Orange Biscuit Braids
After striking a deal with Flynn, Rapunzel finally makes a break from the tower and lets her hair down -- literally and figuratively. Inspired by the adventurous teen's 70-foot-long tresses, these tasty biscuit braids are a tad shorter. Still, baked to a golden brown and adorned with edible flowers, they're bound to be a big hit with Tangled fans.
- 3 cups flour
- 3 to 4 tablespoons sugar
- 3 teaspoons baking powder
- 1 teaspoon salt
- 1 egg, slightly beaten
- 1 cup milk, plus a little extra for brushing on the braids before baking
- 3 tablespoons vegetable oil
- 2 teaspoons orange zest
- Dried fruits and slivered almonds (for garnish)
- 2 mixing bowls
- Measuring cups and spoons
- Wooden spoon
- Cookie sheet
- Pastry brush
- Cooling rack
1. Heat the oven to 400 degrees F.
2. Meanwhile, measure the flour, sugar, baking powder, and salt into a mixing bowl, and whisk to combine the ingredients.
3. In another mixing bowl, whisk together the egg, milk, oil, and orange zest.
4. Make a well in the dry ingredients and pour the liquid mixture into it. Stir well.
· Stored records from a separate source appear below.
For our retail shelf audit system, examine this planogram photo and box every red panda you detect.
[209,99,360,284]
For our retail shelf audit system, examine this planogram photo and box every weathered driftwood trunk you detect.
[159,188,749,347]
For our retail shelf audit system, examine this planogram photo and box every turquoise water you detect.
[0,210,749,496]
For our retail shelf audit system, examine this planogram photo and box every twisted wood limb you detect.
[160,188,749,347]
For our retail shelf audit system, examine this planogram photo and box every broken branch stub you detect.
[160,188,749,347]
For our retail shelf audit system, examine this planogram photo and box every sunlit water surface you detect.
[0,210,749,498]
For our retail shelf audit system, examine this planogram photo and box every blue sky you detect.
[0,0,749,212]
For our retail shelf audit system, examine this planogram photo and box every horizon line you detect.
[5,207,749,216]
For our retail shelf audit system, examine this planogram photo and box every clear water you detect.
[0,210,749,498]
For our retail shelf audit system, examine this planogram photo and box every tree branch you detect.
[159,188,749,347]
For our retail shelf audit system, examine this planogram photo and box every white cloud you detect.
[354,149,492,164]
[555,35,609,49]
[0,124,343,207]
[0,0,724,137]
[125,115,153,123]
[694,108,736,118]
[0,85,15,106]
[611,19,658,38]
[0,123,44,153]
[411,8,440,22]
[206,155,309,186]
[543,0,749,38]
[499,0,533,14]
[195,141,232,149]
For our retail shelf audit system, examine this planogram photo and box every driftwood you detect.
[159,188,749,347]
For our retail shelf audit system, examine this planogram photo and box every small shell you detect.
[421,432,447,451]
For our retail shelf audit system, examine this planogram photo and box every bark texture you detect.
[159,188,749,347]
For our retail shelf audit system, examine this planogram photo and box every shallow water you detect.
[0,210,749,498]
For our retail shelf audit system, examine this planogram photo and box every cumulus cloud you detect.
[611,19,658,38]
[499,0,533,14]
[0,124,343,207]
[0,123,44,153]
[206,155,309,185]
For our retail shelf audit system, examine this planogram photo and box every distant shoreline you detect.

5. Divide the dough into 10 equal pieces. Using floured hands, roll each piece into a 10-inch rope, fold it in half, and twist the dough a couple of times. For the best result, handle the dough only as much as necessary. Overworking it can make the biscuits less tender.
6. Arrange the biscuit braids on an ungreased cookie sheet and brush the tops with a little milk. Bake the braids for 10 to 12 minutes.
7. Transfer the baked braids to a cooling rack.
8. Garnish the cooled braids with edible flowers made with slivered almond petals and dried fruit centers.